Craze smiled and Angel knew it was all real. She ran into his arms. “Crazy!”
Angel’s high-pitched squeal snapped Rahman out of his zone. When she hugged Craze and wrapped her arms around his back, Rahman quickly snatched the gun out of her hand.
Craze, with his back to Rahman, never turned around and never let go of Angel’s waist.
“What now, Roc? You gonna shoot me, too?”
Craze turned to face his former lieutenant with his arms around Angel’s neck.
“Behold the black messiah,” Craze remarked sarcastically. “You wanna clean up the hood? Then forget everything that’s happened between you and Angel and take a trip with me.”
Rahman held the gun on his side, not pointed, but poised.
“A lot’s changed since we last saw each other, Craze.”
Craze took his arm from around Angel’s neck and approached Rahman. Rahman was a head taller, so Craze had to look up to see him eye to eye.
“Look, Roc. You want Newark? Okay. It’s yours. All yours. Every spot under Angel’s control is yours. Now… what you gonna do wit’ it? What you gonna do when the crooked cops, crooked DAs and judges, the mob, and the cartels all come at you at once? Huh? Because you’ll be eatin’ off their plates if you stop the drugs in Jersey.”
“I’ll worry about that when it happens,” Rahman said, stunned that Craze seemed to know every little thing that had been going on. He handed the gun over to him.
“It’s gonna happen so you better worry now.”
Then he turned to Angel.
“And you…” He kissed her on the forehead and smiled at the chain around her neck. “You so busy tryin’ to take back what we left for dead… We been there, done that, ma, then moved on, left the scraps for the dogs.”
He gently lifted the dragon chain from her neck and held it up to watch it dangle in front of his eyes.
“You shoulda buried this wit’ World,” he said before he let it drop to the floor with a heavy thud. Angel moved to pick it up but Craze stopped her.
“Leave it. Just like we leavin’ this petty street paper to the pawns who think they playas.” Craze turned once more to Rahman.

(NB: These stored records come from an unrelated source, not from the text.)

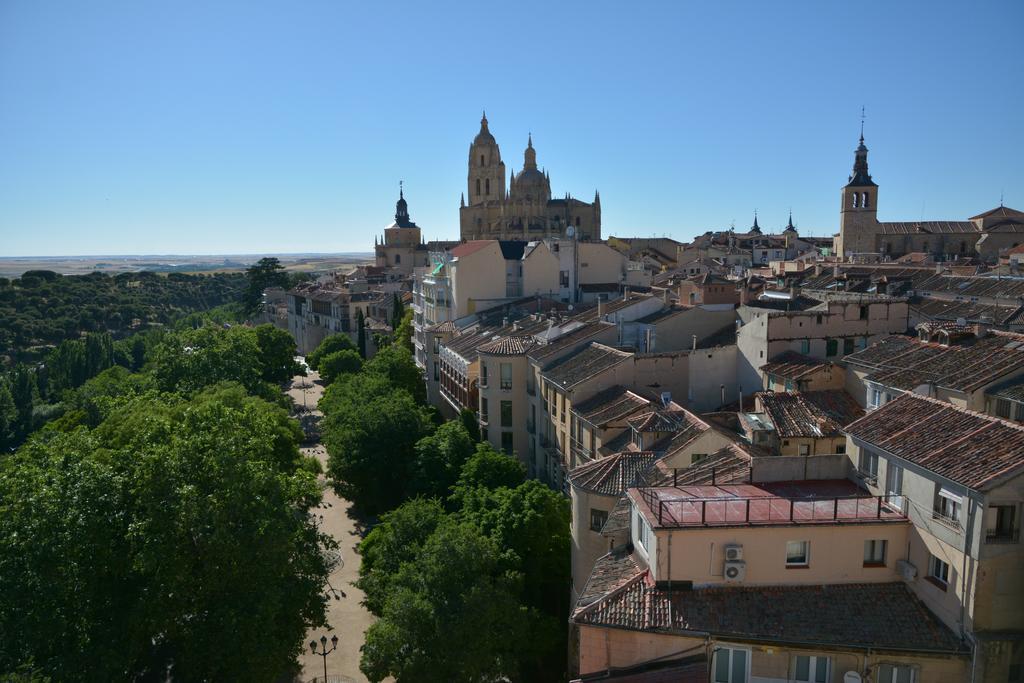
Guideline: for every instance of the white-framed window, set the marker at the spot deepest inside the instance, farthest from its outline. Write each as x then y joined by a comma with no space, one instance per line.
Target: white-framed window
811,669
731,666
868,465
643,531
892,673
875,552
894,485
798,553
938,571
947,507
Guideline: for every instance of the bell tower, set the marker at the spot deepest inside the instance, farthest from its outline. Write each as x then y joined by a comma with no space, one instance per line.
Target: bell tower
486,172
858,213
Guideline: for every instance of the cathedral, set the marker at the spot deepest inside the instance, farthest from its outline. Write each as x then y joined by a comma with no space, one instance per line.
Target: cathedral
526,210
860,230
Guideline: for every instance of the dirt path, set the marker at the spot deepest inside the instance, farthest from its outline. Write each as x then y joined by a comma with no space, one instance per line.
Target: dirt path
348,619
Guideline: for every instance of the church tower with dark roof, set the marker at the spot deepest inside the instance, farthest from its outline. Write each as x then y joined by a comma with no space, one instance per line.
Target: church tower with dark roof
858,222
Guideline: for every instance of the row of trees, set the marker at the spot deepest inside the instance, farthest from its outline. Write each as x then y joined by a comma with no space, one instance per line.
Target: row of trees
163,520
468,570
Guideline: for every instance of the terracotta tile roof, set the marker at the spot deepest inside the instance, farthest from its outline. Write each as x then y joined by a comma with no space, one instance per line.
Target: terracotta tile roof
613,474
793,366
810,502
613,403
446,326
585,364
809,415
855,615
728,465
508,346
905,363
467,248
974,450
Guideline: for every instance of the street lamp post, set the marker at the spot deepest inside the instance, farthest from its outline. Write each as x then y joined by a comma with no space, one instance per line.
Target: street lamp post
324,650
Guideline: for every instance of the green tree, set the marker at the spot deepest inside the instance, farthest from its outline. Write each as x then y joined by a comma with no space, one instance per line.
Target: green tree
395,541
331,344
335,365
266,272
451,615
360,333
371,449
396,364
195,358
154,545
439,459
488,469
276,351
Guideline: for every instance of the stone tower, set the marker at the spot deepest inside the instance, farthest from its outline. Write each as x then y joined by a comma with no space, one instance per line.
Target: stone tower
486,172
858,223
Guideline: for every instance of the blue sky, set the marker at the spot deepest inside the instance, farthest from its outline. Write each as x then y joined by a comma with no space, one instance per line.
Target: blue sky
245,127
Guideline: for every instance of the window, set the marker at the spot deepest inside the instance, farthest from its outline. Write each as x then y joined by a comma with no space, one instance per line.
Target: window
797,553
938,571
811,670
1003,409
875,553
890,673
947,507
643,531
730,666
1003,520
894,485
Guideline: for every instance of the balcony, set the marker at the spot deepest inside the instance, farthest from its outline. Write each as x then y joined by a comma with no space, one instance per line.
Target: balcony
1003,536
732,508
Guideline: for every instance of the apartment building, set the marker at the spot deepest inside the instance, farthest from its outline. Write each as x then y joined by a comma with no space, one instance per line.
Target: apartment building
795,372
958,476
827,330
954,363
792,581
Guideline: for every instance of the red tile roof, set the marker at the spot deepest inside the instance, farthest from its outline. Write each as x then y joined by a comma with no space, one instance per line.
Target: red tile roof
905,363
793,366
855,615
974,450
613,474
809,415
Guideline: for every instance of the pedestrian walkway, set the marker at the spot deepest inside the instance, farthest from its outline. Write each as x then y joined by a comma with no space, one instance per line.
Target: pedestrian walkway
345,613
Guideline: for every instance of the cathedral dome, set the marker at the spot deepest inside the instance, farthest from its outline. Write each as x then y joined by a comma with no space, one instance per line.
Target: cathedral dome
484,136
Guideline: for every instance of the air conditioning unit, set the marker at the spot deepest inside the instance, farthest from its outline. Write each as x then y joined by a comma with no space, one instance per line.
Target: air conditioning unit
735,571
906,570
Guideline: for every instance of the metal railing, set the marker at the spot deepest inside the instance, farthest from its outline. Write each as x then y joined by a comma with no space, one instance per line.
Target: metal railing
767,510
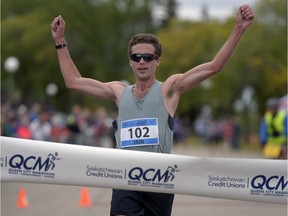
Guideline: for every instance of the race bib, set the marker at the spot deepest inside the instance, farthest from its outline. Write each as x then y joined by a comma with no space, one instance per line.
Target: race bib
139,132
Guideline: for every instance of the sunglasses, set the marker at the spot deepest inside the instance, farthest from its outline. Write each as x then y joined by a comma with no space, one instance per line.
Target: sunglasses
147,57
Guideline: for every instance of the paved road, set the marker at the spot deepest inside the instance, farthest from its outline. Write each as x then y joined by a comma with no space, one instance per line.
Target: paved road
61,200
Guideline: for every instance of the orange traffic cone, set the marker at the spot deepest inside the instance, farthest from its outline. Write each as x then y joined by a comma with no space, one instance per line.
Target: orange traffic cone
22,199
85,198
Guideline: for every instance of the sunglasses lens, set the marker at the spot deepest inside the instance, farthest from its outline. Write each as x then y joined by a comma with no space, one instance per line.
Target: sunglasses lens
146,57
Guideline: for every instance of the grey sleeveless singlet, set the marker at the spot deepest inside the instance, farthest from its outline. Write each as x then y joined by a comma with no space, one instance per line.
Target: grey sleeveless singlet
145,124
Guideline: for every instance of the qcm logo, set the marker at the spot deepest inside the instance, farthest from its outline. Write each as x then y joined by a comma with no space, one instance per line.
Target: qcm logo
153,175
261,182
18,161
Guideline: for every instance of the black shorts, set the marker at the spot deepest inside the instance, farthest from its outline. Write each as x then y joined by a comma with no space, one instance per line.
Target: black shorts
137,203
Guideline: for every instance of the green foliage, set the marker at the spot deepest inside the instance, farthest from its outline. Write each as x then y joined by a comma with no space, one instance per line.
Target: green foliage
98,32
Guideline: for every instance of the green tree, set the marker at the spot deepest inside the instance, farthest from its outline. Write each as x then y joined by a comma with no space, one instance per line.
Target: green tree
260,60
97,34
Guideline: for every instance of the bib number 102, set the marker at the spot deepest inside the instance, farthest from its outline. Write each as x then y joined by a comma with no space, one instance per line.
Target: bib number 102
139,132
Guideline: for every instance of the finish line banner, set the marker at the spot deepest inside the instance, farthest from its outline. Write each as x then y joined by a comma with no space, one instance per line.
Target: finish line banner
58,163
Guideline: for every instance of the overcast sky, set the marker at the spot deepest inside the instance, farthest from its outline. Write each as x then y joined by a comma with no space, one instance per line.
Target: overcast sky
220,9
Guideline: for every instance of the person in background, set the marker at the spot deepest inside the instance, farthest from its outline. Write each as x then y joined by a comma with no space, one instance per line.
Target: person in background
148,103
273,131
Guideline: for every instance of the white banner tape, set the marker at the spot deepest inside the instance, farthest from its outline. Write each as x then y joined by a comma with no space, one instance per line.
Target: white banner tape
57,163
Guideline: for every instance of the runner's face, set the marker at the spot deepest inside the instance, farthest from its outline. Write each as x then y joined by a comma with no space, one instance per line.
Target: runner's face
144,70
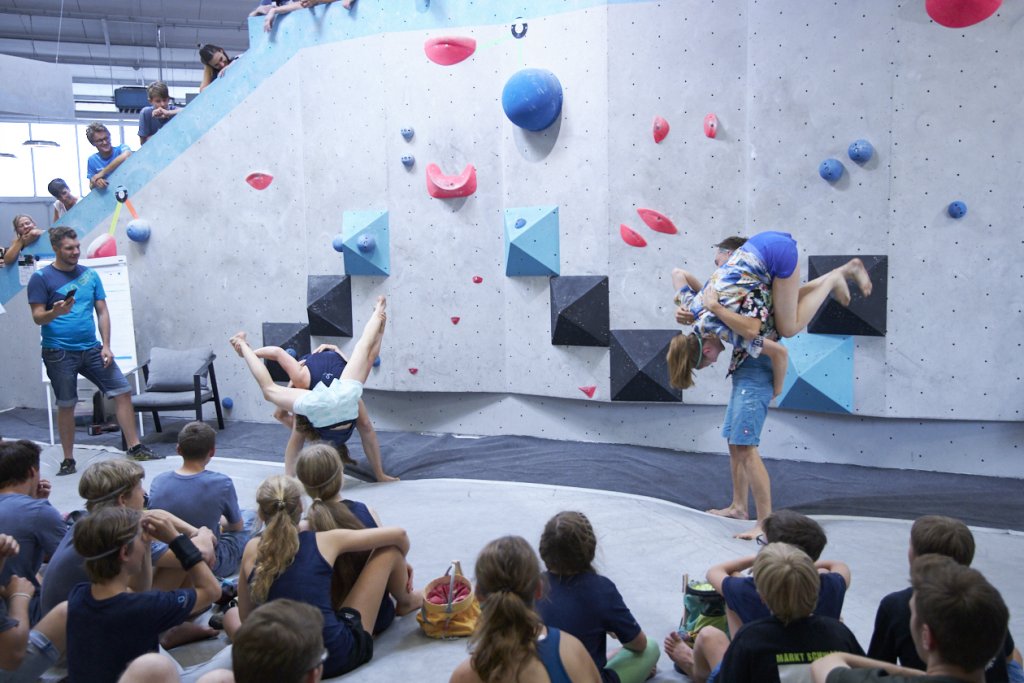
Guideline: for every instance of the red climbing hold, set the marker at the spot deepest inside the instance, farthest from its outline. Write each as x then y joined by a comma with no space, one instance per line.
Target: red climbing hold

“You want the streets? Take ’em. See how long you can keep ’em. ’Cause to the Feds, you the worst kind of gangsta. But you come wit’ us and we’ll show you how to really change the game. No more hood gangstas, no more street gangstas, but international gangstas. Then you can make your own decision from there,” Craze proposed.

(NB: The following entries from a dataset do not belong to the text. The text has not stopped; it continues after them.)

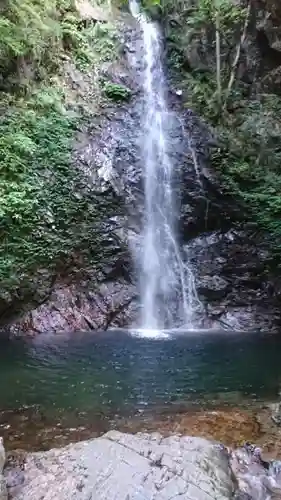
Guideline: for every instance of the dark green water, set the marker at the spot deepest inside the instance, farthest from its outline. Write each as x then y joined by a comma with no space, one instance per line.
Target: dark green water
55,390
114,373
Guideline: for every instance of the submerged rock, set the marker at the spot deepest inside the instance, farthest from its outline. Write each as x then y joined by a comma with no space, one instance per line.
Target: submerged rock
126,467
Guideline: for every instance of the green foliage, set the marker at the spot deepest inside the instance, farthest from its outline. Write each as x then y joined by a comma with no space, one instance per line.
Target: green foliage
249,156
46,213
206,11
248,127
116,92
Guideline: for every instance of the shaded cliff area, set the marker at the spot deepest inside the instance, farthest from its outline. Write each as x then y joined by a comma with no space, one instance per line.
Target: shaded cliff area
72,191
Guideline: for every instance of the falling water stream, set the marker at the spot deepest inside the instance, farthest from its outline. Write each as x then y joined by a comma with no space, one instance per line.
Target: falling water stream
166,281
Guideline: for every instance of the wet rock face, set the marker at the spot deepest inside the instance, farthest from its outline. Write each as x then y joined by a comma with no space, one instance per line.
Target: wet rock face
233,281
123,466
256,478
229,268
141,467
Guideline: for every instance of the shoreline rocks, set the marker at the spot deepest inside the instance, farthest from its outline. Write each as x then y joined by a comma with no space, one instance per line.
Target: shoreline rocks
118,466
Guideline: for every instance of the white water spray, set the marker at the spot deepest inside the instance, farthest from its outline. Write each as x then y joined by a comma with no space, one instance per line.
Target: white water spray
167,284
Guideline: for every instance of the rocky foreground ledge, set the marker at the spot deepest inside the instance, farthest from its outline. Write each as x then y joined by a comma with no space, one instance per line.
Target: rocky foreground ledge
121,466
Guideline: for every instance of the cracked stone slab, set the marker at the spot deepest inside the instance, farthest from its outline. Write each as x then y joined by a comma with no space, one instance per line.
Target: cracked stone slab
121,466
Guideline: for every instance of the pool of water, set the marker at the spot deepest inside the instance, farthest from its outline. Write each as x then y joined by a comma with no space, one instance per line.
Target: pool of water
86,378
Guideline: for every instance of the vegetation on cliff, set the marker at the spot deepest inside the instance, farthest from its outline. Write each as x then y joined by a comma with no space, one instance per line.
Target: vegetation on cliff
47,210
228,78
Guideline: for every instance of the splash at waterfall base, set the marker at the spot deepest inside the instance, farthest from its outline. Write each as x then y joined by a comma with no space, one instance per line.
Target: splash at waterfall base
230,262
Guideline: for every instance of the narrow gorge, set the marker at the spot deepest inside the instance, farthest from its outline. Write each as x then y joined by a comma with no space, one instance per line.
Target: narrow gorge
140,278
174,245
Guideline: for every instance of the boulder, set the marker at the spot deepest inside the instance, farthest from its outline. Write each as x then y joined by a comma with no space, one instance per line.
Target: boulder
129,467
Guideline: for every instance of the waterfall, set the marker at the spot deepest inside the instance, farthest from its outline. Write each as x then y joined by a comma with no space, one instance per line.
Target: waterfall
167,283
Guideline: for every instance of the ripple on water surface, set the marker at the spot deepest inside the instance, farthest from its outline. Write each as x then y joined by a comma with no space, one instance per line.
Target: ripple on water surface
95,381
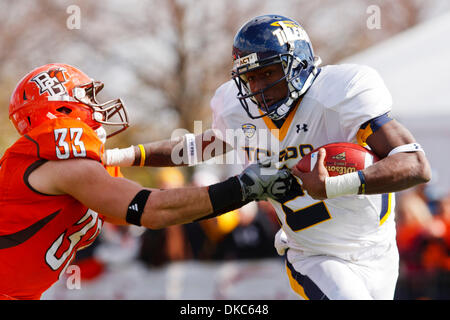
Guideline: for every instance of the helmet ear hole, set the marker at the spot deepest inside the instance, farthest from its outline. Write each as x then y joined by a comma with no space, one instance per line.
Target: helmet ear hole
64,110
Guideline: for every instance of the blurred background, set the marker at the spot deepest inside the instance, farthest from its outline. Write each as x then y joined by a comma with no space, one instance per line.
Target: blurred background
165,59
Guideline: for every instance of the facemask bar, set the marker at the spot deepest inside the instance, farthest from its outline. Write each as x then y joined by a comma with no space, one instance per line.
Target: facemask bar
239,77
103,112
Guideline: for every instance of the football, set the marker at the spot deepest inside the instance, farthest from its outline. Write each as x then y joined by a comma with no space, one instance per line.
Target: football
341,158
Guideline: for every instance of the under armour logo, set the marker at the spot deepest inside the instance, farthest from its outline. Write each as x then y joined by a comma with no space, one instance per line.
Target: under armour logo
303,128
134,207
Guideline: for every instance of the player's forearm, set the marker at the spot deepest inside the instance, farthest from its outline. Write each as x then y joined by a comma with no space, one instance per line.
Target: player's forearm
166,153
397,172
186,150
178,206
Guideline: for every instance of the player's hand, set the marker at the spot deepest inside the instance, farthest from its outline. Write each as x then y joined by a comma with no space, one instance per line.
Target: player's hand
260,181
314,182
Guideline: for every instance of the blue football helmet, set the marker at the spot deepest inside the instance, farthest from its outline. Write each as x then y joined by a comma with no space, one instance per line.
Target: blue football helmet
268,40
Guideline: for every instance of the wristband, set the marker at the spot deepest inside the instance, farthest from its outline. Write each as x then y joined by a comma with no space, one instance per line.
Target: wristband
225,196
136,207
346,184
191,149
411,147
120,157
362,179
142,162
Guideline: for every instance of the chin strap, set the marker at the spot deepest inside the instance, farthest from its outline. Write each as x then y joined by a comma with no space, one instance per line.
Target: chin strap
294,94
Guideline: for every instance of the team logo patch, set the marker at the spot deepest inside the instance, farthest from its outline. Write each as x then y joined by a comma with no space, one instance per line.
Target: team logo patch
249,130
51,81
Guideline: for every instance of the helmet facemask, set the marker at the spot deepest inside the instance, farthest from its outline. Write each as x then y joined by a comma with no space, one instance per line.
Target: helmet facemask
279,109
110,113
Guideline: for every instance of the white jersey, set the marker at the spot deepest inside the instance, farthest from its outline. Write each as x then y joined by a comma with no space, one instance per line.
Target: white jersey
339,101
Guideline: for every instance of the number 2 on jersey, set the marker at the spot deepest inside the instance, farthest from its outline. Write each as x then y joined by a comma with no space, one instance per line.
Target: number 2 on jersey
64,148
301,218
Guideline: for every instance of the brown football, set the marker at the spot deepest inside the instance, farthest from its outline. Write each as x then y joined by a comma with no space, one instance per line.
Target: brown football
341,158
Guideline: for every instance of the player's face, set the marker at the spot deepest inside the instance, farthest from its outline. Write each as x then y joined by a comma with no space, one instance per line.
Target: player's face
264,77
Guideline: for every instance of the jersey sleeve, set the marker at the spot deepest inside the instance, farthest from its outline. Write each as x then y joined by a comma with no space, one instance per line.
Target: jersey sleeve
66,138
223,104
366,97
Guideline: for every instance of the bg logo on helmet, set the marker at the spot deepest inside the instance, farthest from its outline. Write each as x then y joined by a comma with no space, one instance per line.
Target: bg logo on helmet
51,81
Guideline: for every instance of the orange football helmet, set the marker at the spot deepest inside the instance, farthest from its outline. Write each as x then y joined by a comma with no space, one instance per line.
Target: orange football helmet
60,90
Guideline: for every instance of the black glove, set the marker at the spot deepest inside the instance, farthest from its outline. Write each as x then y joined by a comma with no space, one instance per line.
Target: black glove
260,181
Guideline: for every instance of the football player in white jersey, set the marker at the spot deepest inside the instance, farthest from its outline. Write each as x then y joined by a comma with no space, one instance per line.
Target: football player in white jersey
337,233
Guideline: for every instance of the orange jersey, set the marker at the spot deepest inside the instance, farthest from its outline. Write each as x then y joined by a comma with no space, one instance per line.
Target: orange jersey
39,233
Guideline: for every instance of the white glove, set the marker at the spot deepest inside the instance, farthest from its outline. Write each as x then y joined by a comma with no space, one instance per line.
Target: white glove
281,242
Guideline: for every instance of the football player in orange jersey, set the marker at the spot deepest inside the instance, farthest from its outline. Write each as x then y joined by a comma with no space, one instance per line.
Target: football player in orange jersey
53,182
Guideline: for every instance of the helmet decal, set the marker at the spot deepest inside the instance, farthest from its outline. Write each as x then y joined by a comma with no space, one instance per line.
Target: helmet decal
51,81
59,90
270,40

Rahman looked at the gun in his hand and realized he had made a major miscalculation. He was so caught up in the battle he had forgotten about the war. Craze was right about the judges and cops and district attorneys. They all had a piece of the drug pie, either directly or indirectly. Cops were either paid under the table or promoted to detective or captain after a big bust. DAs got convictions and became senators or presidents. One black man in prison could launch and elevate the careers of four white men.

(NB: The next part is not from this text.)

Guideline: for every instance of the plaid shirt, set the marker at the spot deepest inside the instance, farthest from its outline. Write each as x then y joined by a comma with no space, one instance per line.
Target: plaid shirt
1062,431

The streets weren’t his enemy. They were his army. His only regret was all the blood that had been shed for this one valuable lesson.
“The trip,” Rahman began, “where we goin’?”
Craze smiled, threw his arm back around Angel, and said, “We’re goin’ to see an old friend.”
The three of them walked out, leaving the tangled dragon chain in a pile on the floor, glittering in the morning sun.
CHAPTER ELEVEN
The VA hospital in Newark smelled of sanitized pain. Amputees and invalids lined the linoleum halls.
Nurse Shirley had been working there for fifteen years and it pained her to see how her government treated the men who risked their lives. The government tossed them into half-rate medical facilities with inadequate health care coverage and left them to rot. Yet every year they held mock memorials for so-called Veterans Day. It reminded her that everyone was expendable.
The only reason she remained at the job was to try to bring her own sense of comfort to the people under her care. She had seen many die, but she had also helped many survive, physically as well as mentally. Her current priority was an old Vietnam vet. He needed dialysis three times a week for his deteriorating liver, an organ destroyed by many years of cheap liquor and poor diet.